# Data Wrangling Project
## Cleaning a Job Postings Data Set 
#### Scott Lee

Date: 14/06/2021

Version: 1.0

Environment: Python 3.8.3 and Jupyter notebook

Libraries used: please include the main libraries you used in your assignment here, e.g.,:
* pandas 
* numpy

## Import Libraries

In [1]:
import pandas as pd
import numpy as np
import re 

## Task 2: Integraton

In [2]:
df_2 = pd.read_csv('dataset2.csv')
df_1 = pd.read_csv('dataset1_solution.csv')
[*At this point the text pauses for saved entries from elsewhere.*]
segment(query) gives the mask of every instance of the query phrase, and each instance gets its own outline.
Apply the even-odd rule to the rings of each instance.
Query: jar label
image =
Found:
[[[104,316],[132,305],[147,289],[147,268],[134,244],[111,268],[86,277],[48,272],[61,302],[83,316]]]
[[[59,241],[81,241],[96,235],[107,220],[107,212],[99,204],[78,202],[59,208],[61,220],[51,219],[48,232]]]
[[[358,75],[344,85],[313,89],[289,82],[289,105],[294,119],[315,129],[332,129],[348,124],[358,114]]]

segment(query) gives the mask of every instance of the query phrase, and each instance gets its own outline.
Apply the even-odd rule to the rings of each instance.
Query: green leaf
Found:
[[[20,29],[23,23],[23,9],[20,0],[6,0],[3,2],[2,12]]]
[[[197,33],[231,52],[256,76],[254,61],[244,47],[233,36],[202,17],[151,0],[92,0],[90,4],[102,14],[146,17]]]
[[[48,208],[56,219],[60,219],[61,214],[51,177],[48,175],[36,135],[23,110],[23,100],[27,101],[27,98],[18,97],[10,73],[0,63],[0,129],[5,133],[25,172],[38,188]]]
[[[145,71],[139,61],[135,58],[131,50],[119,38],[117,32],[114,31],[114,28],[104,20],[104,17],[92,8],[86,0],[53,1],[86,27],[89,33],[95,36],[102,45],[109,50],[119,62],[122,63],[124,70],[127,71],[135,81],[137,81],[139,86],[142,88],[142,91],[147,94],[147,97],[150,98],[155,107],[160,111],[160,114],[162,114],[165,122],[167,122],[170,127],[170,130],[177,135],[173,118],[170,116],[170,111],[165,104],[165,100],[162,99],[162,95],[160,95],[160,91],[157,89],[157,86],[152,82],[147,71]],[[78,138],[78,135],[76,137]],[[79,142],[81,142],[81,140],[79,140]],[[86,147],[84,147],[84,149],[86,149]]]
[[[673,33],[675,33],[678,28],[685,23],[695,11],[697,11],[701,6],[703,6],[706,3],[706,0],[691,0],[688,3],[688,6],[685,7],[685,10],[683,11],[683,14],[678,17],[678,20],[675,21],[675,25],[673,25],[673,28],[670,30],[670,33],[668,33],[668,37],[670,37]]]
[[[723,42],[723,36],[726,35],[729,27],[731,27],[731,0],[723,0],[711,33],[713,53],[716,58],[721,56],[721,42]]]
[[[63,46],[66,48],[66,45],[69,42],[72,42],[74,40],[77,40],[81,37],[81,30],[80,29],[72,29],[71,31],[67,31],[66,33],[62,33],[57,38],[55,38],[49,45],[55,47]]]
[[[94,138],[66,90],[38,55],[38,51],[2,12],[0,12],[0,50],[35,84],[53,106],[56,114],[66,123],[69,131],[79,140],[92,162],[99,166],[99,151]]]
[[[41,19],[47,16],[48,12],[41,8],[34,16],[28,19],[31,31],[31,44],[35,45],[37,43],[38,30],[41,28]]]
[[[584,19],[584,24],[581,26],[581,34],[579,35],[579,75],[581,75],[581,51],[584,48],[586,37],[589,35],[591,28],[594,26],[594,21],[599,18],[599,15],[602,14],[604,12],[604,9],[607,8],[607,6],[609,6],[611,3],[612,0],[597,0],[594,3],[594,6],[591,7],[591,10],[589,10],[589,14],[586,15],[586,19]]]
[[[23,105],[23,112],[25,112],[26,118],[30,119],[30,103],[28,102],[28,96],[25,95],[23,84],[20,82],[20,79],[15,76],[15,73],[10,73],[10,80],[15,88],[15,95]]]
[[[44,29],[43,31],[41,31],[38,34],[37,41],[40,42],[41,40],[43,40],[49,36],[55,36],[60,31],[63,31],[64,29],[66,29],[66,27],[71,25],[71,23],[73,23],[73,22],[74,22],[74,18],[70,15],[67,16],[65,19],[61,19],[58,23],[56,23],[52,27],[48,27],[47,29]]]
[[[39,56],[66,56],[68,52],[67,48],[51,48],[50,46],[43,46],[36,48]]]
Exploritory analysis reveals several key inconsistancies:
- There is no id column in df2
- There are columns with the same data but named differently
- Salary per month in df2 is equal to 1/12 of Salary in df1. 
<br>

An Id field is added to df2, sequentially increaing from the highest value in df1. This will give every entry in the final dataframe a unique value

In [3]:
#Adding a an Id column
for i in range(0, len(df_2['Opening'])):
    x = (i + 72705244)
    df_2.loc[i,'Id'] = x

In [4]:
#Cleaning up common column names in df2 to be consistant with those in df1

df_2['Title'] = df_2['Job Title']
df_2.drop('Job Title', axis = 1, inplace = True)

df_2['OpenDate'] = df_2['Opening']
df_2.drop('Opening', axis = 1, inplace = True)

df_2['CloseDate'] = df_2['Closing']
df_2.drop('Closing', axis = 1, inplace = True)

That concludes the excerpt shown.